Does Oracle's Database Need More Security?
At least two third-party security vendors think so.
Four times a year Oracle releases its Critical Patch Update (CPU), which often reveals database flaws numbering in the double digits. But for users who want to take additional steps to secure their Oracle databases, rather than wait for the quarterly CPU, there are other options.
This week, database security vendor Sentrigo will release an update to Hedgehog, a security solution that defends against unauthenticated attacks launched against Oracle databases.
According to Slavik Markovich, founder and CTO of Sentrigo, many of the SQL injection attacks and other attacks that exploit vulnerabilities in Oracle don't require user authentication.
"Hedgehog comes with a set of predefined rules that address many such vulnerabilities, and provide virtual patching with no need for downtime. The rules can trigger alerts or terminate the suspicious sessions, depending on the type of vulnerability and user preference."
In the latest release of Hedgehog, Sentrigo has added new action scripts that further expand database defenses. Markovich said Hedgehog rules previously triggered one or more of several predefined actions: issue an alert, send e-mail, write to log, or terminate user session.
"We've now added action scripts to those triggered actions, so that customers can use a rule to run their own script that would do whatever they wish to do -- for example send a text message to someone, run a backup, shut down applications, print out a report."
Sentrigo has also added features allowing users to tag rules and databases.
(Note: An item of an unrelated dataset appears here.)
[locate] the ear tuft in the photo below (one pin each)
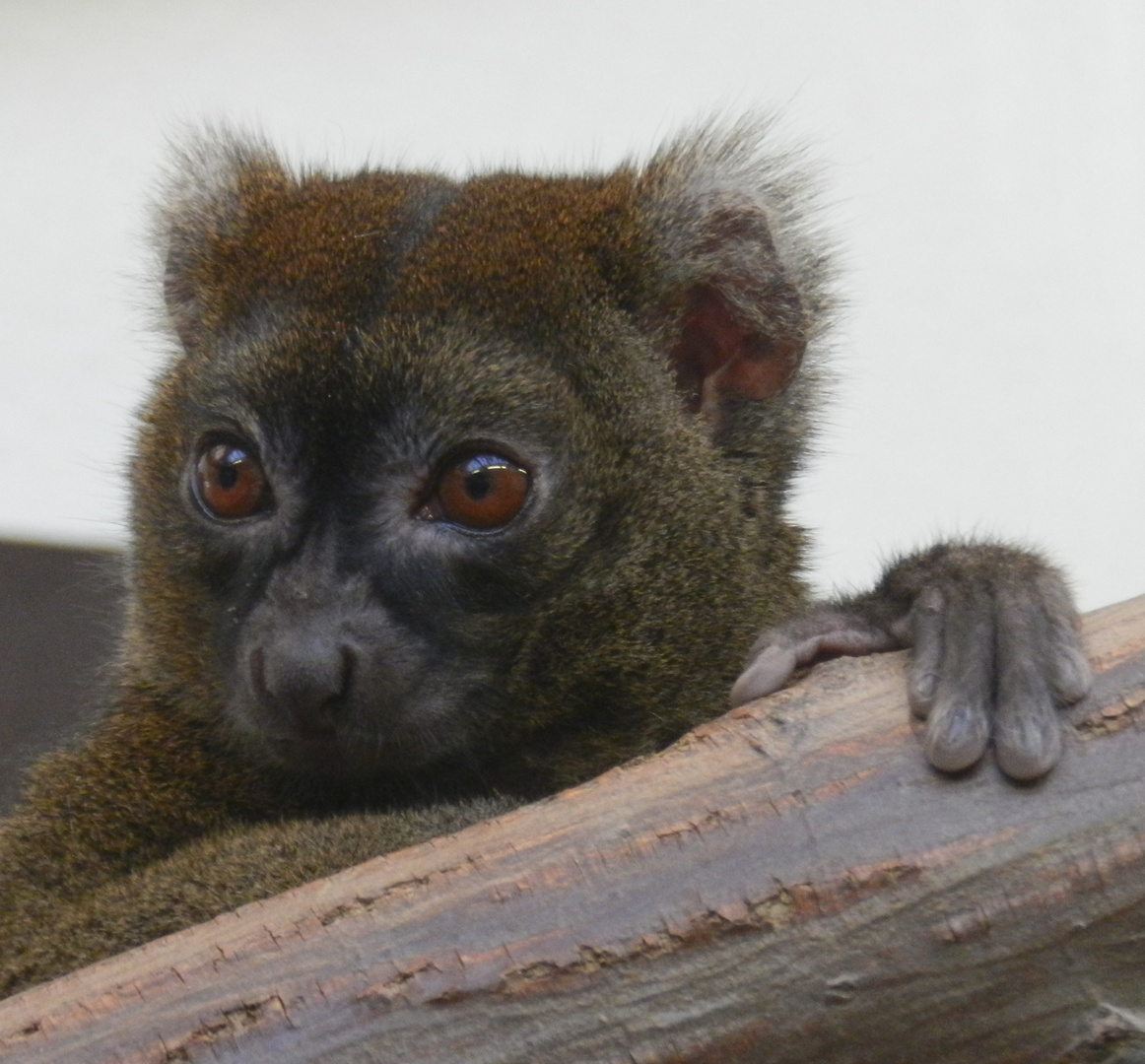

Markovich said there are several dimensions along which enterprises may find it useful to categorize databases and rules for security and compliance purposes.
For instance, there may be a set of rules intended to protect against privileged user access. They will have certain characteristics in terms of the types of statements, database objects and access methods they apply to, and may send alerts to a person outside the IT organization or database group.
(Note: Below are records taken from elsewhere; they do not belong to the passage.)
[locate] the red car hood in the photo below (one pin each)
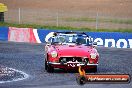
(73, 50)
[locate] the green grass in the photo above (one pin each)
(62, 27)
(84, 19)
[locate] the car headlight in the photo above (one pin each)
(54, 54)
(93, 55)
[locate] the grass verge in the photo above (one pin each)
(62, 27)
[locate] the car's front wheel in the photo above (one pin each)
(94, 69)
(48, 67)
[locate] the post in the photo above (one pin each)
(19, 15)
(97, 21)
(57, 19)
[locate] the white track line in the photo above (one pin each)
(18, 79)
(36, 35)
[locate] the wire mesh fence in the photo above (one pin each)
(61, 18)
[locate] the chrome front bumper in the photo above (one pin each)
(78, 64)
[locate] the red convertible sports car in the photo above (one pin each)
(69, 50)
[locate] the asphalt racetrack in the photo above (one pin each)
(29, 58)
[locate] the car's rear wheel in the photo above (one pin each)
(50, 69)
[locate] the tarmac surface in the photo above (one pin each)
(29, 58)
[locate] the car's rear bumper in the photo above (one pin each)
(68, 66)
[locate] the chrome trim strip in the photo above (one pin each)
(66, 64)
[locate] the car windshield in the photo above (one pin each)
(71, 38)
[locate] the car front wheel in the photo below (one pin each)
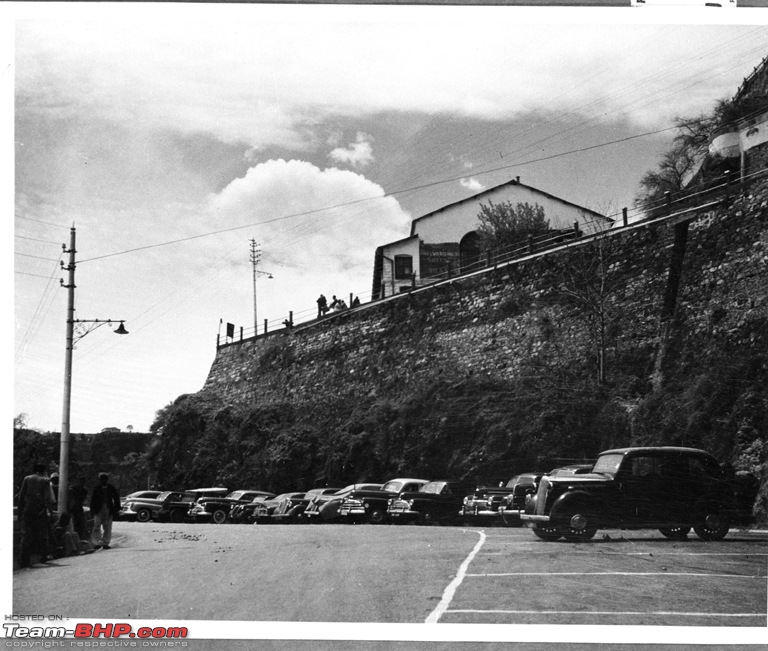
(713, 524)
(577, 524)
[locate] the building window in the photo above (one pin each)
(403, 266)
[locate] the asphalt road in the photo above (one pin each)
(405, 574)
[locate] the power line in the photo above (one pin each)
(383, 196)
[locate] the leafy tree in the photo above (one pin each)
(503, 225)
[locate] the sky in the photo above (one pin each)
(171, 136)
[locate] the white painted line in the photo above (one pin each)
(450, 591)
(605, 612)
(725, 576)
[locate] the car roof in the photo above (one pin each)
(658, 448)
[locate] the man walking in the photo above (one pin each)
(35, 500)
(105, 505)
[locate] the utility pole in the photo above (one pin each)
(255, 259)
(64, 443)
(63, 506)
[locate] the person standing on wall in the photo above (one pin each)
(35, 501)
(105, 506)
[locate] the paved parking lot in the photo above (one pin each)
(636, 578)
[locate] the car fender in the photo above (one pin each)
(569, 499)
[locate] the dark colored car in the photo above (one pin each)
(489, 503)
(436, 502)
(291, 509)
(169, 506)
(218, 509)
(250, 512)
(514, 503)
(131, 497)
(369, 505)
(672, 489)
(325, 508)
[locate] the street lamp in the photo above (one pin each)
(71, 321)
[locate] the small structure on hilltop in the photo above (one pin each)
(448, 238)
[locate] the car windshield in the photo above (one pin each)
(608, 464)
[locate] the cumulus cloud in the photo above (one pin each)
(313, 219)
(357, 154)
(472, 184)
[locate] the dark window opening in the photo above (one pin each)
(403, 266)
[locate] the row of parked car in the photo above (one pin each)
(672, 489)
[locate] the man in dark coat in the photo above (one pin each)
(105, 506)
(35, 501)
(77, 495)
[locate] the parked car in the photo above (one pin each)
(287, 510)
(168, 506)
(490, 503)
(436, 502)
(514, 503)
(250, 512)
(369, 505)
(291, 510)
(217, 509)
(138, 495)
(325, 508)
(672, 489)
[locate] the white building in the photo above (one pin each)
(447, 241)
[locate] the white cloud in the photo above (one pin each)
(357, 154)
(323, 221)
(472, 184)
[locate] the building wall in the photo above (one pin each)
(504, 322)
(453, 222)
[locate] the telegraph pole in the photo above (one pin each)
(255, 259)
(63, 506)
(64, 443)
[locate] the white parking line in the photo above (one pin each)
(725, 576)
(604, 612)
(450, 591)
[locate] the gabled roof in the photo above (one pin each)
(475, 197)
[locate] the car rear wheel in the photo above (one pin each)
(577, 524)
(550, 534)
(377, 516)
(713, 524)
(675, 533)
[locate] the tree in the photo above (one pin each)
(589, 286)
(504, 225)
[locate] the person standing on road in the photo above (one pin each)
(77, 495)
(105, 505)
(35, 501)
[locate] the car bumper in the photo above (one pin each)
(404, 515)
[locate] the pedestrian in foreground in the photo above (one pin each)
(105, 506)
(35, 502)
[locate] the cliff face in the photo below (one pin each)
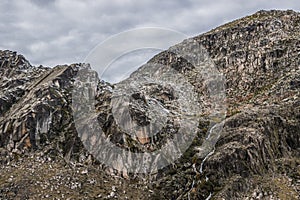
(255, 156)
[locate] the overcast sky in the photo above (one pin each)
(65, 31)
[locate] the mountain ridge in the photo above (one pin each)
(256, 156)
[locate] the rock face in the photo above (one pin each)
(256, 155)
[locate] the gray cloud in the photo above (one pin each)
(64, 31)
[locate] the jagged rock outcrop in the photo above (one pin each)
(257, 155)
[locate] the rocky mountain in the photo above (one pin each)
(250, 150)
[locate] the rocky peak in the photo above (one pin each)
(255, 156)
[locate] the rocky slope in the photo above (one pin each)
(256, 155)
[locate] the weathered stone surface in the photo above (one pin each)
(256, 157)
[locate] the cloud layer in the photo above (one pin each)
(65, 31)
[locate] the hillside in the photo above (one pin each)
(250, 149)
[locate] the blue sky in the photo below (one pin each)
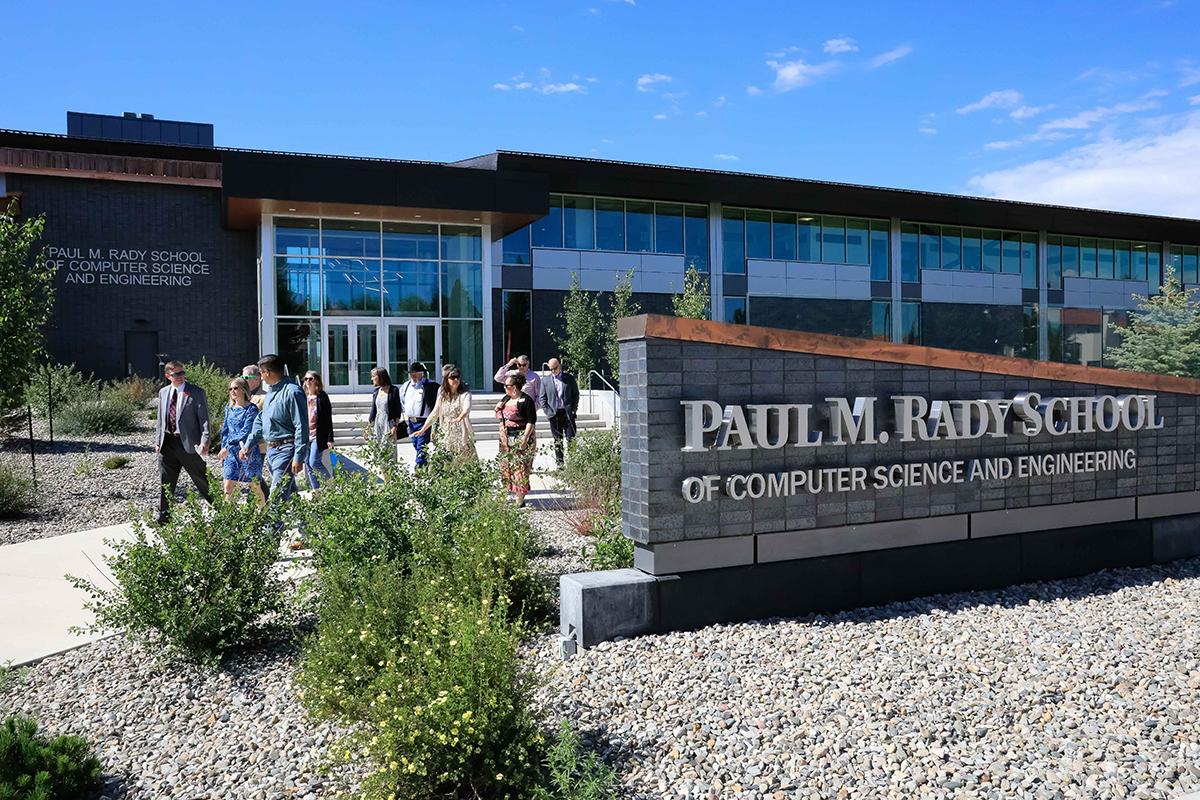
(1083, 103)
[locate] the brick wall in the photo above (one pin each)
(214, 318)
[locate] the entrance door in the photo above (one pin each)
(353, 352)
(411, 340)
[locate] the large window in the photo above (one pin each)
(615, 224)
(789, 236)
(973, 250)
(1081, 257)
(330, 268)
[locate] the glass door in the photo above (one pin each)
(413, 341)
(353, 348)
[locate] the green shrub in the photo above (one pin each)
(37, 768)
(593, 468)
(198, 589)
(574, 773)
(215, 383)
(613, 549)
(451, 714)
(87, 417)
(136, 391)
(16, 489)
(66, 385)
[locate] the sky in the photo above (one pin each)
(1077, 103)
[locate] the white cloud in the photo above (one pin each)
(793, 74)
(646, 82)
(561, 88)
(1147, 174)
(894, 54)
(840, 44)
(1060, 127)
(1027, 112)
(1001, 98)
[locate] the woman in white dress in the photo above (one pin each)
(453, 415)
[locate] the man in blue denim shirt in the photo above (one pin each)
(283, 425)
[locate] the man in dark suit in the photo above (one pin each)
(181, 437)
(559, 400)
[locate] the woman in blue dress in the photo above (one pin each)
(239, 421)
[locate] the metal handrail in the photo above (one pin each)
(616, 407)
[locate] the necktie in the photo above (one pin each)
(172, 411)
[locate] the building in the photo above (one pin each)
(168, 246)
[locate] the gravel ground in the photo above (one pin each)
(160, 733)
(75, 491)
(1073, 689)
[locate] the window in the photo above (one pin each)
(547, 232)
(972, 250)
(808, 230)
(930, 247)
(415, 240)
(910, 264)
(639, 227)
(610, 224)
(857, 241)
(577, 222)
(783, 234)
(910, 323)
(757, 234)
(881, 251)
(881, 320)
(733, 241)
(736, 311)
(695, 228)
(833, 240)
(952, 248)
(514, 247)
(667, 228)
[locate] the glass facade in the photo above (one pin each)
(329, 269)
(615, 224)
(976, 250)
(790, 236)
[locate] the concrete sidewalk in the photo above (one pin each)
(37, 606)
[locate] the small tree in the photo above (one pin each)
(27, 299)
(693, 304)
(1163, 335)
(622, 306)
(582, 330)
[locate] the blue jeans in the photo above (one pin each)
(316, 463)
(279, 461)
(419, 443)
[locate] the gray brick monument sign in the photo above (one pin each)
(774, 473)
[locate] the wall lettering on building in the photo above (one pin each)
(129, 266)
(844, 421)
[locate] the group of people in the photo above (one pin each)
(269, 419)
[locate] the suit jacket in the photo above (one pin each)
(547, 397)
(191, 416)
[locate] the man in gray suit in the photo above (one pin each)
(181, 437)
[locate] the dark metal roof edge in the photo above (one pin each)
(810, 181)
Some of the same rules may also be applicable to Sarbanes-Oxley compliance or PCI-DSS, the credit-card industry's data-security standard. This is why tagging is more useful than simple categorization. A specific rule may be tagged as "privileged user access," "PCI DSS" and "SOX."
Though the need for database security may seem obvious in light of the number of flaws that Oracle reports in its CPUs, there have been barriers to the adoption for Sentrigo's solution.
Markovich said Sentrigo's approach is host-based, which gives it an advantage in protecting against privileged users and sophisticated attacks using stored procedures.
"Historically, host-based systems used native DBMS (define) auditing capabilities, which hurts database performance and has given this approach a bad name," Markovich said. "While Sentrigo's Hedgehog sensors do not use DBMS audit mechanisms at all, and the impact on performance is negligible, it takes some educating of prospects to convince them."